TEMPO.CO, Jakarta - Pemerintah Presiden Joko Widodo sedang gencar melakukan deregulasi dan debirokratisasi melalui paket-paket kebijakan ekonomi. Sayangnya, langkah yang dilakukan untuk menggiatkan investasi ini belum diikuti di daerah-daerah.
Komite Pemantauan Pelaksanaan Otonomi Daerah (KPPOD) mendapati kenyataan bahwa memulai kegiatan ekonomi di era desentralisasi ini bukan hal yang mudah. "Ada banyak jenis perizinan yang harus diurus saat akan memulai usaha di daerah yang fungsinya hampir sama, yakni registrasi," kata Direktur Eksekutif KPPOD Robert Endi Jaweng di Cikini, Jakarta, Ahad, 28 Februari 2016.
Robert menyatakan, dalam tiap upaya untuk memulai bisnis, pengusaha harus melalui rata-rata 13 prosedur dalam 47,8 hari. Di tingkat ASEAN, peringkat Indonesia kalah oleh Thailand dengan 26 hari dan Malaysia 18 hari. Sedangkan di Singapura, waktu yang diperlukan untuk mengurus segala izin pendirian usaha tak lebih dari sepekan.
Dengan begitu, menurut Robert, tak heran bila kemudahan berusaha di Indonesia masih berada di peringkat ke-109 dari 189 negara. "Jadi, bila Pak Jokowi menargetkan indeks kemudahan berusaha kita di peringkat ke-40 pada 2017, banyak yang harus dibenahi," ucapnya.
Di antara hal yang bisa dilakukan di daerah, ucap Robert, adalah menggabungkan surat izin usaha perdagangan (SIUP) dengan tanda daftar perusahaan (TDP). Selain itu, surat keterangan domisili usaha (SKDU) dapat dihapuskan. "Semua dokumen ini fungsi pokoknya sama, yakni registrasi, bisa dijadikan satu," tuturnya.

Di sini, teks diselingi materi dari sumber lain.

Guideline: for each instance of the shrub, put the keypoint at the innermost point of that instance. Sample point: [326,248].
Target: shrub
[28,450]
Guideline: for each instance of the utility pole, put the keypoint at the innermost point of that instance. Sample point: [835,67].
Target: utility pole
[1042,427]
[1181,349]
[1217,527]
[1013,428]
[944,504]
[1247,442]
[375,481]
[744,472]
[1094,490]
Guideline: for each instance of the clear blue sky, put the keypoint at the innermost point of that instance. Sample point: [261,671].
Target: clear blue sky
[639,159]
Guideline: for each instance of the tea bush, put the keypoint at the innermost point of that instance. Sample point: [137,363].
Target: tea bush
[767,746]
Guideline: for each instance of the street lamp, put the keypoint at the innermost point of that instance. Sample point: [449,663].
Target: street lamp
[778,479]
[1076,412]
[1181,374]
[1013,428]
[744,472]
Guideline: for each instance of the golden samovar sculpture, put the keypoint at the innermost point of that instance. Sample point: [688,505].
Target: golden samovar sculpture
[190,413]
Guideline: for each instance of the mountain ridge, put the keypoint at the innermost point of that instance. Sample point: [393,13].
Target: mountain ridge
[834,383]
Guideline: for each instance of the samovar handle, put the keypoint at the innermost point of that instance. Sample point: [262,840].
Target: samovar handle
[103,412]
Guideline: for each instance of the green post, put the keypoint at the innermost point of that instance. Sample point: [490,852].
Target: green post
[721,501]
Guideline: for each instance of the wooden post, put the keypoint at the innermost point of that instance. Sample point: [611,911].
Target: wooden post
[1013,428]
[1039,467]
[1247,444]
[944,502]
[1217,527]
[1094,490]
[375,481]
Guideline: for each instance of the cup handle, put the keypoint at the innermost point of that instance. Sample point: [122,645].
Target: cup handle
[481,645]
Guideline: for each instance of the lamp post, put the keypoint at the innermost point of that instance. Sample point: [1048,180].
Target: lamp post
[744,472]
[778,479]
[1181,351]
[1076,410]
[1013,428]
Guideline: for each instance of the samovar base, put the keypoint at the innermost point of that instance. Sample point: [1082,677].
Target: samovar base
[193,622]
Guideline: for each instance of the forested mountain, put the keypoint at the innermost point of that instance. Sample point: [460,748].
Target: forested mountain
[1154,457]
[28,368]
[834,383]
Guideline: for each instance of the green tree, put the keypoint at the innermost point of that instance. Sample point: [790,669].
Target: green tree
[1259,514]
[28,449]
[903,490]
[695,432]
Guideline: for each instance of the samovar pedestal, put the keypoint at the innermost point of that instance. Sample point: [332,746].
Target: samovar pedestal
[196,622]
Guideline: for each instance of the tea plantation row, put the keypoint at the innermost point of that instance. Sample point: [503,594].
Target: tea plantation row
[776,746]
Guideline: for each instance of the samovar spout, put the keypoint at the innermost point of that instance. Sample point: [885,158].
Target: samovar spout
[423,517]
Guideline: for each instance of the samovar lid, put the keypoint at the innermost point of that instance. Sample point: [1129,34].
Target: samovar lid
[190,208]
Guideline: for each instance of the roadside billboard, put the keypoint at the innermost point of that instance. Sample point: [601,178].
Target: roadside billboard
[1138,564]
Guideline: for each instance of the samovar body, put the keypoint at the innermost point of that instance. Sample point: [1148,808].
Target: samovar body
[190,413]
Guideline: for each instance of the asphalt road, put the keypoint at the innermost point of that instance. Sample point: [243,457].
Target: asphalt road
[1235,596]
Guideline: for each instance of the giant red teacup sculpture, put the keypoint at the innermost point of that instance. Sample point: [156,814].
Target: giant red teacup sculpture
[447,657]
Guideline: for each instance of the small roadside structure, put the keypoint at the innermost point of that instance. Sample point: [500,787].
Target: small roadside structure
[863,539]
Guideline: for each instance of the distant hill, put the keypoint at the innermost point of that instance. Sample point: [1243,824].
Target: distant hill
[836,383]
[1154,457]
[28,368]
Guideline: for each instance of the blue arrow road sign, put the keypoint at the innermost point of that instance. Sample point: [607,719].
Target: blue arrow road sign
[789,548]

Selain itu, izin gangguan di daerah dinilai kurang relevan diterapkan, karena sudah ada analisis mengenai dampak lingkungan (amdal). Meski ada implikasinya terhadap Peraturan Menteri Dalam Negeri Nomor 27 Tahun 2009 tentang Pedoman Penetapan Izin Gangguan di Daerah, Pemerintah Provinsi DKI Jakarta tidak mempersyaratkannya. Sebagai perbandingan, di Surabaya, rata-rata waktu yang diperlukan untuk mengurus izin gangguan mencapai 14 hari.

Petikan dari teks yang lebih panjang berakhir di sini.